Re: Why do Glib::ustring::operator[] and at() return values, not references?



On Sat, 24 Jun 2017 19:48:07 +0100
Daniel Boles <dboles src gmail com> wrote:
On 24 June 2017 at 19:12, Chris Vine <vine35792468 gmail com> wrote:

On Sat, 24 Jun 2017 19:08:36 +0100
Chris Vine <vine35792468 gmail com> wrote:
 
It is because UTF-8 is a multibyte encoding, and any one
character may require between 1 and 5 bytes to represent it.  If
you were allowed to change a byte at will you would be able to
introduce invalid encoding sequences.  As to the absense of
documentation, maybe it is because this was thought to be
self-evident, dunno.  

And I should perhaps also make the point that these operators
return a 32-bit unicode character, not a byte, which is consequent
on the same point.  If you allowed mutation, the length of the
string (in bytes) might change.  

Right, of course.
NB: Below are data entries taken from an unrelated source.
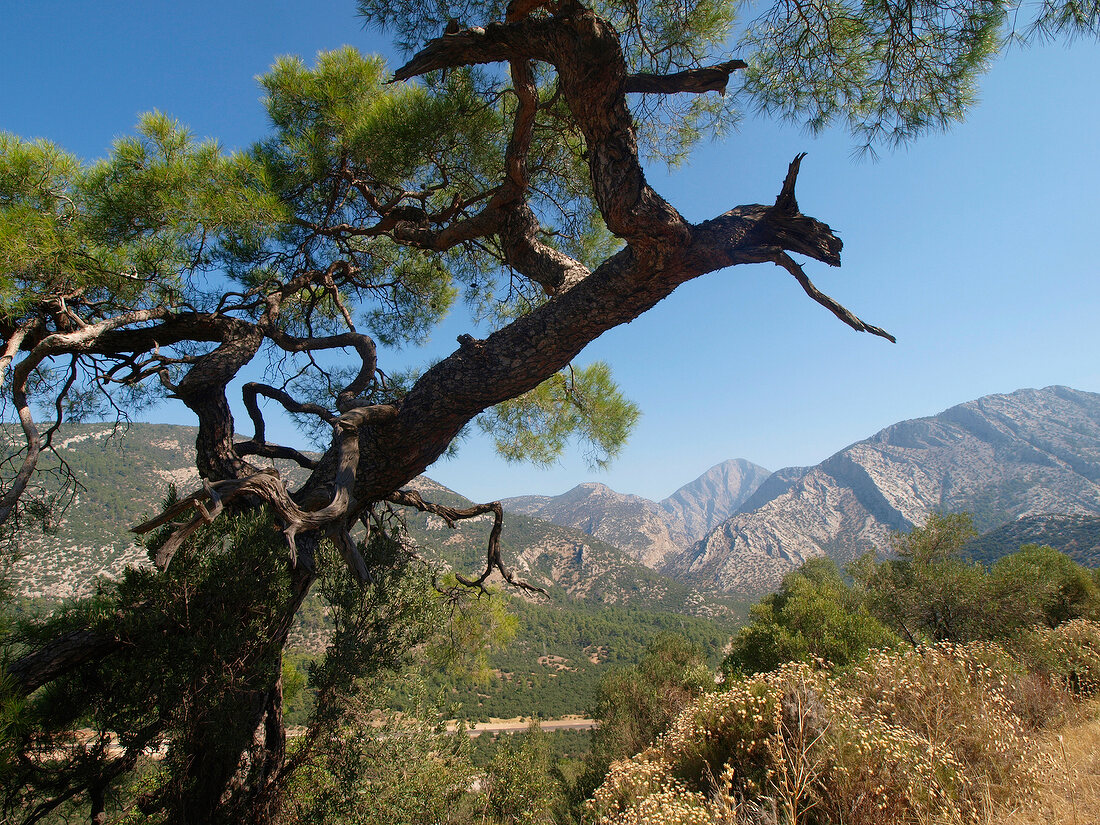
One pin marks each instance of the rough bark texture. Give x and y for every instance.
(378, 448)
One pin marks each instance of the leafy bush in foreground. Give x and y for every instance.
(934, 734)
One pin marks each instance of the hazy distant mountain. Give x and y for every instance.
(1001, 457)
(639, 527)
(716, 495)
(1078, 537)
(124, 473)
(649, 531)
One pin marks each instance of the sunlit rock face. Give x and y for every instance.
(1001, 458)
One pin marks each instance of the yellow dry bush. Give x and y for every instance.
(932, 735)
It does seem very obvious now. It seemed to
completely slip my mind that we're dealing with characters of
arbitrary width, not e.g. UTF-16. :( Thanks for the comprehensive
answer to a stupid question!

UTF-16 is also a variable width encoding, with surrogate pairs for
anything outside the basic multilingual plane.  Which is why UTF-16 is
regarded by many as a fairly unhelpful encoding.  It does have the
feature that for the average japanese text, it does occupy slightly
less space that UTF-8.  The same is not true of Chinese text though.